Frothy ChiNext Finally Sees One Stock Fall Below Its IPO Price
A ChiNext stock has fallen below its IPO price.
That’s usually not news, but ever since the Shenzhen Stock Exchange began to welcome listings under a new registration-based IPO system on its Nasdaq-style board on Aug. 24, the prices of most newly listed stocks there have surged, with every one holding gains above their IPO prices. Until Wednesday, at least.
That’s the day shares of cultural services provider Beijing FengShangShiJi Culture Media Co. Ltd. closed below their offering price, making the stock the first listed on ChiNext to do so since the new IPO system was instituted. FengShangShiJi shares closed at 133.43 yuan ($19.50) on Wednesday, below its IPO price of 138.02 yuan.
The price drop is a notable milestone for ChiNext as shares listed there under the new registration-based IPO system had begun to develop an air of invincibility. Stock buyers might cheer, but it’s not a great sign for regulators that want to keep speculators from running rampant as China tries out a looser, more market-driven system for conducting IPOs.
The registration-based system involves less red tape than the old approval-based system that’s still in use on the main boards of the Shanghai and Shenzhen stock exchanges, as well as Shenzhen’s SME board. The new system, which also applies to Shanghai’s STAR Market, eases limits on daily price movements of stocks, and even imposes no limits at all in their first five days of trading.
Some investors were peeved that FengShangShiJi shares had the temerity to fall below its IPO price and took to complaining on an online platform set up by the Shenzhen Stock Exchange.
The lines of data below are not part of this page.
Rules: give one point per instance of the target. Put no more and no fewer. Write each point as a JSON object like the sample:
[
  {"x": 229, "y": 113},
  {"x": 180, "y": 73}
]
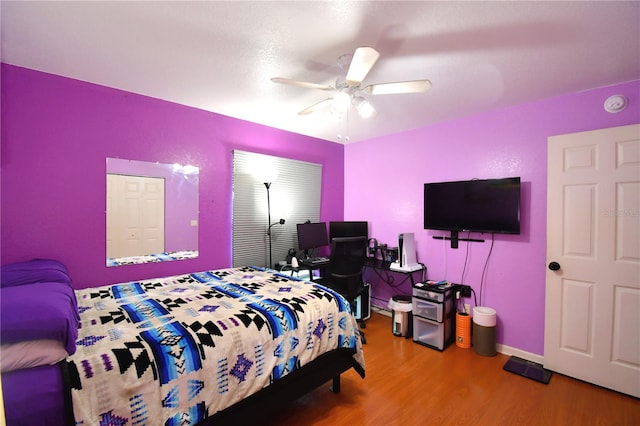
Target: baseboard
[{"x": 508, "y": 350}]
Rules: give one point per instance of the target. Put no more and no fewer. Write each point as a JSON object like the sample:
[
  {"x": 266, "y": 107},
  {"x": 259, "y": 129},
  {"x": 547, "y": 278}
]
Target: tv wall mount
[{"x": 455, "y": 237}]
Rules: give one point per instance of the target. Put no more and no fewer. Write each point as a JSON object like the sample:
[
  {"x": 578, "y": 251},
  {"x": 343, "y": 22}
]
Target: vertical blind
[{"x": 294, "y": 196}]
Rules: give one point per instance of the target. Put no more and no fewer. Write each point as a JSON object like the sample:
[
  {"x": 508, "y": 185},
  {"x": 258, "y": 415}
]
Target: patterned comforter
[{"x": 176, "y": 350}]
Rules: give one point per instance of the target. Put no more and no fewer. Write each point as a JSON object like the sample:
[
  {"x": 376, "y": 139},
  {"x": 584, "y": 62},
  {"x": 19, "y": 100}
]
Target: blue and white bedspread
[{"x": 176, "y": 350}]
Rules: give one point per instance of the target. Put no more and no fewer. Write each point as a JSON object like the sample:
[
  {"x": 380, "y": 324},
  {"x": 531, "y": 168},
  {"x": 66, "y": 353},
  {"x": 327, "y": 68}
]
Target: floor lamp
[{"x": 280, "y": 222}]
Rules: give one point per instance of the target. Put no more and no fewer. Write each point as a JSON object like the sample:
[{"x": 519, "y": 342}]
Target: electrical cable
[
  {"x": 444, "y": 255},
  {"x": 486, "y": 264},
  {"x": 466, "y": 259}
]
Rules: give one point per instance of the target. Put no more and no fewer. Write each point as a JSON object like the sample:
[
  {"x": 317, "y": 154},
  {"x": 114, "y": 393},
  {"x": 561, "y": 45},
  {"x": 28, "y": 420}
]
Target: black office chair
[{"x": 344, "y": 273}]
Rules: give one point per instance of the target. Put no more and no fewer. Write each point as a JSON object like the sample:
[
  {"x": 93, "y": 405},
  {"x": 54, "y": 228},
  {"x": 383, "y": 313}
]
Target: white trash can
[
  {"x": 484, "y": 331},
  {"x": 401, "y": 315}
]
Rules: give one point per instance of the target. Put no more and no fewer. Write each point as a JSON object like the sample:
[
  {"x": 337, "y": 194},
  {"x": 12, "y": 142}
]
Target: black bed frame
[
  {"x": 279, "y": 394},
  {"x": 274, "y": 397}
]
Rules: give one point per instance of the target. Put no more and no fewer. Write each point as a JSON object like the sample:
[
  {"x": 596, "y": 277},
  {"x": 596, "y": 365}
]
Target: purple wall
[
  {"x": 56, "y": 136},
  {"x": 500, "y": 143}
]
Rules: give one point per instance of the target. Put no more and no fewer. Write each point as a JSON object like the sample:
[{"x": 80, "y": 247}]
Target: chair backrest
[{"x": 348, "y": 256}]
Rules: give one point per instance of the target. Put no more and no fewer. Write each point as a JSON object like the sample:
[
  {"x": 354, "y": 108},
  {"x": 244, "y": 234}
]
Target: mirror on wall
[{"x": 152, "y": 212}]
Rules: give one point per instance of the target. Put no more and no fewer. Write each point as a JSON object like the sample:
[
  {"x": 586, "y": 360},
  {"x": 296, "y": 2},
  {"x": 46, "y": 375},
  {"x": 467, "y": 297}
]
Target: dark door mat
[{"x": 528, "y": 369}]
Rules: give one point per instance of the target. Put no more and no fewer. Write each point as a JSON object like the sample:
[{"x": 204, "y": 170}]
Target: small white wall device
[{"x": 407, "y": 261}]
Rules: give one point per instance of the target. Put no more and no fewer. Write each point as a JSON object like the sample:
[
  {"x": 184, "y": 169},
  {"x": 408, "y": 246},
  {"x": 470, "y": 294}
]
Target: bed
[{"x": 213, "y": 347}]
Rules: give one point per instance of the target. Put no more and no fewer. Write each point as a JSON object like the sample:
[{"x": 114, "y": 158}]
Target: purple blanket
[{"x": 38, "y": 302}]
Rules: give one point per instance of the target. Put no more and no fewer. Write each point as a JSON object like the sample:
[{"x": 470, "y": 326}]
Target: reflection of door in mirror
[
  {"x": 135, "y": 214},
  {"x": 152, "y": 212}
]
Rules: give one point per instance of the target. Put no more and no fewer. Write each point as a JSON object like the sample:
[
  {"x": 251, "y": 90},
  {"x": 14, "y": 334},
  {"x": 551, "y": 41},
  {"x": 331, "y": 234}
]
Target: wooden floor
[{"x": 410, "y": 384}]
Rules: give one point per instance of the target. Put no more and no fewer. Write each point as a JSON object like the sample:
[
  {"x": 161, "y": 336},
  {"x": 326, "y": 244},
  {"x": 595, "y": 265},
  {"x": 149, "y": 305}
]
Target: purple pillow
[
  {"x": 39, "y": 311},
  {"x": 33, "y": 271}
]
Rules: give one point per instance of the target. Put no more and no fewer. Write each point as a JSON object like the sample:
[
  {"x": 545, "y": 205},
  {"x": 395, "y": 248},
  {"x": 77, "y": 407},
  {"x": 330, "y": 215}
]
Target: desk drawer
[{"x": 426, "y": 309}]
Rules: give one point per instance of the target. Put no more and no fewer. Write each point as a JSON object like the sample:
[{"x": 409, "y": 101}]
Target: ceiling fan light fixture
[
  {"x": 364, "y": 107},
  {"x": 341, "y": 101}
]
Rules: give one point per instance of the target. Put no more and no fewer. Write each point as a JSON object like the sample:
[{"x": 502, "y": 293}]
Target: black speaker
[{"x": 363, "y": 304}]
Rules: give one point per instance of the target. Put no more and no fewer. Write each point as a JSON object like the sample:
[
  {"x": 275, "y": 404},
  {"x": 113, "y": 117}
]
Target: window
[{"x": 294, "y": 196}]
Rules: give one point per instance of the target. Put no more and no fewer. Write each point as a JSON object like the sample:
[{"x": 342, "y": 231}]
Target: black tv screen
[
  {"x": 339, "y": 229},
  {"x": 312, "y": 235},
  {"x": 490, "y": 205}
]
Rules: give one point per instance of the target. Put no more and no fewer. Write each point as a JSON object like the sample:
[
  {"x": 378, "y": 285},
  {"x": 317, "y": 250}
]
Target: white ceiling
[{"x": 220, "y": 56}]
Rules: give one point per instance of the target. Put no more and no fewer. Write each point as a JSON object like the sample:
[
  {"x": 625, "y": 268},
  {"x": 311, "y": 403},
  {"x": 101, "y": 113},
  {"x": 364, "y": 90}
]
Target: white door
[
  {"x": 592, "y": 306},
  {"x": 135, "y": 215}
]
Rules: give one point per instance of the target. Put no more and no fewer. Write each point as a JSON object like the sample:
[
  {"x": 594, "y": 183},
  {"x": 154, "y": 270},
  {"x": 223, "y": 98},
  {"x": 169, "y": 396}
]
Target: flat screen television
[
  {"x": 312, "y": 235},
  {"x": 489, "y": 205},
  {"x": 339, "y": 229}
]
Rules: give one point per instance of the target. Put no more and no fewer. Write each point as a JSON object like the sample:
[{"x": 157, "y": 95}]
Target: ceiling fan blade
[
  {"x": 304, "y": 84},
  {"x": 363, "y": 60},
  {"x": 415, "y": 86},
  {"x": 314, "y": 107}
]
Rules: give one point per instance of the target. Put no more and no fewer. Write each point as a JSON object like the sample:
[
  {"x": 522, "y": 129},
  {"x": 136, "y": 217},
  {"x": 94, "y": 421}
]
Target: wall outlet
[{"x": 465, "y": 291}]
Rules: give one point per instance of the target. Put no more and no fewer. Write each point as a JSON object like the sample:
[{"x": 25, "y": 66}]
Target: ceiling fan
[{"x": 348, "y": 90}]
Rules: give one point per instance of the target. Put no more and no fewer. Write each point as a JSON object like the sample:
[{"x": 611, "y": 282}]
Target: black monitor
[
  {"x": 312, "y": 236},
  {"x": 348, "y": 229}
]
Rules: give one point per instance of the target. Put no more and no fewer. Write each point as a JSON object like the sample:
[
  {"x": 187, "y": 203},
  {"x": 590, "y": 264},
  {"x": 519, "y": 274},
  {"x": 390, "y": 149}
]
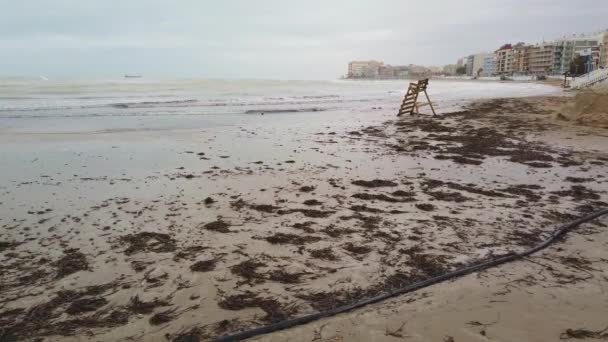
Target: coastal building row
[
  {"x": 547, "y": 58},
  {"x": 378, "y": 70}
]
Chinese investors generally like buying newly listed stocks because of the common expectation that share prices usually go up in their first few days of trading. There is evidence for this belief. Since Aug. 24, when the first batch of 18 companies went public under ChiNext’s new registration-based system, the share price of every single one rose on the first day of trading, and one went on to close over 10 times higher.
Investors only have a slight chance of getting their hands on pre-IPO shares because demand is so large for subscriptions. Many go on to sell their shares after the initial jump in the first trading days, which results in a decline in prices afterward.
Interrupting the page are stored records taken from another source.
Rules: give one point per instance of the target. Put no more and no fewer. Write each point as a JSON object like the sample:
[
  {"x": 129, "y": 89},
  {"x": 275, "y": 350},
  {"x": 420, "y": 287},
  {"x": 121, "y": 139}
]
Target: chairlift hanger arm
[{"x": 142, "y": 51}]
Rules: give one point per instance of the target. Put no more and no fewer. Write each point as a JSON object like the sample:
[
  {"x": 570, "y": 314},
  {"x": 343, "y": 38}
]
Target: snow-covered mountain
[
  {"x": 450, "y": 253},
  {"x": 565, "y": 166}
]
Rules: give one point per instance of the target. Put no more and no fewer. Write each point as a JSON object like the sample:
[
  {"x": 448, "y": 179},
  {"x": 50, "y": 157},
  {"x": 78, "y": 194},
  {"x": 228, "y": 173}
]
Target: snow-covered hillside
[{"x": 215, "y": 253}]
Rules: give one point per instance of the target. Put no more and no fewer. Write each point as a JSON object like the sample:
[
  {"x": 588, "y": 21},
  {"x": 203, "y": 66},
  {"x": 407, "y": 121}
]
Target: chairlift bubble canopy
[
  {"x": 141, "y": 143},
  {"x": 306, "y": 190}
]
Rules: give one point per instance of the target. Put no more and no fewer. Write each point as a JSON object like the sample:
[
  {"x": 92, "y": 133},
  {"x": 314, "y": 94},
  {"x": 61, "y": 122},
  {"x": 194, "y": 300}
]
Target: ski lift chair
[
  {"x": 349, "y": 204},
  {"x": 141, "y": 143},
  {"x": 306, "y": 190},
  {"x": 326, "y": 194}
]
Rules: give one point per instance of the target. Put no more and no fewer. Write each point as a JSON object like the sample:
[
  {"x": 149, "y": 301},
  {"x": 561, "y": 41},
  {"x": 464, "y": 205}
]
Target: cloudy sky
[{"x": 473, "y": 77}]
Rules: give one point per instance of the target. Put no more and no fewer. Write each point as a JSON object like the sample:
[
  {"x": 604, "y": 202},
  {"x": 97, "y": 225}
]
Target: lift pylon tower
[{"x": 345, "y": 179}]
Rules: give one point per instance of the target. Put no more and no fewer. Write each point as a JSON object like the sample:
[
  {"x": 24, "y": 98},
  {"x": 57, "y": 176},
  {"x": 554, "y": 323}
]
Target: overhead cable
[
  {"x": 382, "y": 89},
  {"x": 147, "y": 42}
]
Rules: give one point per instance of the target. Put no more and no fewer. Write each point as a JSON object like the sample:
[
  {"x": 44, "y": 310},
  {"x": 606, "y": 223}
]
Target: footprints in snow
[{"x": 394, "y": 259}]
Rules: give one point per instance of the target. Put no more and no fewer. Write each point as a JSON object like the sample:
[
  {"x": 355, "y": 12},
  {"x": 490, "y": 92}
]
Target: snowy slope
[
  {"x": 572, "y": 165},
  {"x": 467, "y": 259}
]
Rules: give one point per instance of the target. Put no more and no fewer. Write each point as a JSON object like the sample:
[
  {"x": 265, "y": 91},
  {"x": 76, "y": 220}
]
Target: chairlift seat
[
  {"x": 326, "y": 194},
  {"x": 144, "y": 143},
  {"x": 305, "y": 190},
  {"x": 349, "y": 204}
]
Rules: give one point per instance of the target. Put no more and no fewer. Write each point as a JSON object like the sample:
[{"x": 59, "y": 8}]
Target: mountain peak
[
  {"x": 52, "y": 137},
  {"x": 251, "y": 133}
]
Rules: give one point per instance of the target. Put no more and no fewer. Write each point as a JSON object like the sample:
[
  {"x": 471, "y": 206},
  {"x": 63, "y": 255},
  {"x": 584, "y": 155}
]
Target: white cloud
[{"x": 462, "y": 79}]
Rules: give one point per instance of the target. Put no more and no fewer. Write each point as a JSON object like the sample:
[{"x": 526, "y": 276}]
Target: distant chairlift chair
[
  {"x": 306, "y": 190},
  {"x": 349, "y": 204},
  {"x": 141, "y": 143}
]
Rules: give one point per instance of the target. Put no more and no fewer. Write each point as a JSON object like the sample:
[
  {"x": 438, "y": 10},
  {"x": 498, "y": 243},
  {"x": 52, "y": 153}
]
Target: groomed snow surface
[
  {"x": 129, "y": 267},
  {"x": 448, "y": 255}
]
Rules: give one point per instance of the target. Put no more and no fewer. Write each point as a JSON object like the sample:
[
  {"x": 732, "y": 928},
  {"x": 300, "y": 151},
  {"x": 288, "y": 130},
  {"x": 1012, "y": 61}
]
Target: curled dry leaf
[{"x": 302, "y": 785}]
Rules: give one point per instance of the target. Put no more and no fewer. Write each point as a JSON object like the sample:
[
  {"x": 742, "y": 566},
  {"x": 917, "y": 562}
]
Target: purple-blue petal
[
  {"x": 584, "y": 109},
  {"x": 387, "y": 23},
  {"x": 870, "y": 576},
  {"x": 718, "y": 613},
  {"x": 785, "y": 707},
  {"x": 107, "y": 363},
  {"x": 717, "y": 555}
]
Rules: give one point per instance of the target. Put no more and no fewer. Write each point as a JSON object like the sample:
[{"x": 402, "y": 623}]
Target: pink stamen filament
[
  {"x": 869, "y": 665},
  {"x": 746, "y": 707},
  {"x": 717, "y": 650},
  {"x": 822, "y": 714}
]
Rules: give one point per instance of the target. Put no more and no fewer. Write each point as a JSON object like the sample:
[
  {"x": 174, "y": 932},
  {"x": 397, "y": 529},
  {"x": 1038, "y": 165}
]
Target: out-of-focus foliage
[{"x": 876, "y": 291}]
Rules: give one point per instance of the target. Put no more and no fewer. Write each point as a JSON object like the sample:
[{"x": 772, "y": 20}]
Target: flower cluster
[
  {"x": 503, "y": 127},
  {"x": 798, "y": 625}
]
Still, some see the unfailing opening surges as a sign that something is amiss. “There has been wild speculation in new stocks,” Dong Dengxin, director of the Finance and Securities Institute at Wuhan University of Science and Technology, said in an opinion piece (link in Chinese) published earlier this week.
Dong pointed out that many stocks fell below their IPO prices in Hong Kong and the U.S. on their first day of trading.
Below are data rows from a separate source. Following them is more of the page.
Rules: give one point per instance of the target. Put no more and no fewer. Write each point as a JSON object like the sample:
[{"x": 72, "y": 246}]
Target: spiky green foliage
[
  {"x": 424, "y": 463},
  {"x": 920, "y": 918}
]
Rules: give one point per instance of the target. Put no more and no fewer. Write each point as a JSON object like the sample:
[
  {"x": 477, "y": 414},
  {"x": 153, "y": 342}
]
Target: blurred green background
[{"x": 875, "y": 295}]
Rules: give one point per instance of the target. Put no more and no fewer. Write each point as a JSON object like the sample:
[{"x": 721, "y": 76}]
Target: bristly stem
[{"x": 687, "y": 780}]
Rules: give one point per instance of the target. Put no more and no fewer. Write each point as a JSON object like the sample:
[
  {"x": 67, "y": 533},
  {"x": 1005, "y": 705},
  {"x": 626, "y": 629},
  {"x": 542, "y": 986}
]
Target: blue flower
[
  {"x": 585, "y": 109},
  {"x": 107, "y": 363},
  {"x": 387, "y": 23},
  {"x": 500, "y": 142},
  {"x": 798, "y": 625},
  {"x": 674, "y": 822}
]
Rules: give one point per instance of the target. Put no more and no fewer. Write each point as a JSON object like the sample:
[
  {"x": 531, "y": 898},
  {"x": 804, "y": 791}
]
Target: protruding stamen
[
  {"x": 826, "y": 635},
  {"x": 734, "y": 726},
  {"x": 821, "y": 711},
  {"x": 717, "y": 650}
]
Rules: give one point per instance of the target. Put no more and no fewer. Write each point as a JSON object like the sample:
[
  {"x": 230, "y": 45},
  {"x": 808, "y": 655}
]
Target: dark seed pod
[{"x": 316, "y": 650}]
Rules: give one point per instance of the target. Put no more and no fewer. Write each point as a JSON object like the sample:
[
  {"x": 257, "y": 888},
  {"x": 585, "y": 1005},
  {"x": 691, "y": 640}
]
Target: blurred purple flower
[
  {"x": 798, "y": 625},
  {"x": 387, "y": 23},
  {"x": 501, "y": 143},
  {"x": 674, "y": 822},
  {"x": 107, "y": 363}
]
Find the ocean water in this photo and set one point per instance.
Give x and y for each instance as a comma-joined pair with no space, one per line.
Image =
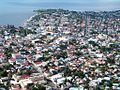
17,11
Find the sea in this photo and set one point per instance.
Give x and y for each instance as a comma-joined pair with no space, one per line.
15,12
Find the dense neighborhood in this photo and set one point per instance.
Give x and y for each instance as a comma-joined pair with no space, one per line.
59,49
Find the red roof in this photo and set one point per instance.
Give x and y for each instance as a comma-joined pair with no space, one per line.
13,59
25,75
2,55
37,62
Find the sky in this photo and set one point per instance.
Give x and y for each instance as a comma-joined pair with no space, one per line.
16,11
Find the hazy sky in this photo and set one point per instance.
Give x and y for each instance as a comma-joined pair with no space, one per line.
16,11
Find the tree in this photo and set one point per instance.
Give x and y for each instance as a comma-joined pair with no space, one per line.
37,87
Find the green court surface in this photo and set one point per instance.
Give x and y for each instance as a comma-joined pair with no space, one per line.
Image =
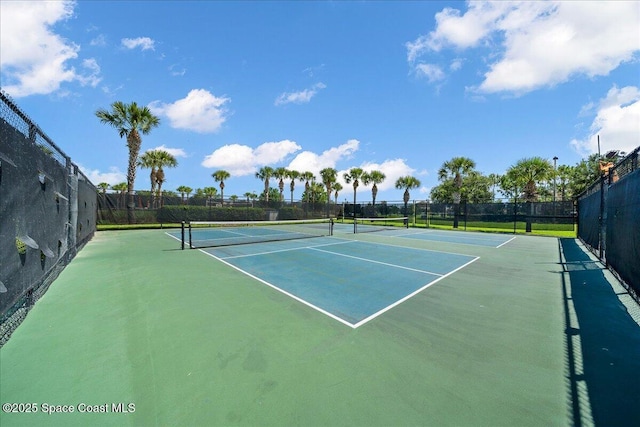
531,333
Although many newly listed ChiNext stocks have lost some of their momentum, investors remain enthusiastic about the board. Tuesday, nearly 340 billion yuan worth of shares changed hands on ChiNext, the first time ever that it had a higher turnover than the whole of the Shanghai Stock Exchange.
Since late August, trading of several ChiNext stocks has been suspended on signs of abnormal speculative activity, according to the Shenzhen bourse.
As part of reforms to Shenzhen’s IPO system, financial regulators have allowed stocks on the ChiNext board to rise or fall up to 20% a day starting in late August, up from the previous 10% limit. And there are no limits on daily price changes for new listings in their first five trading days.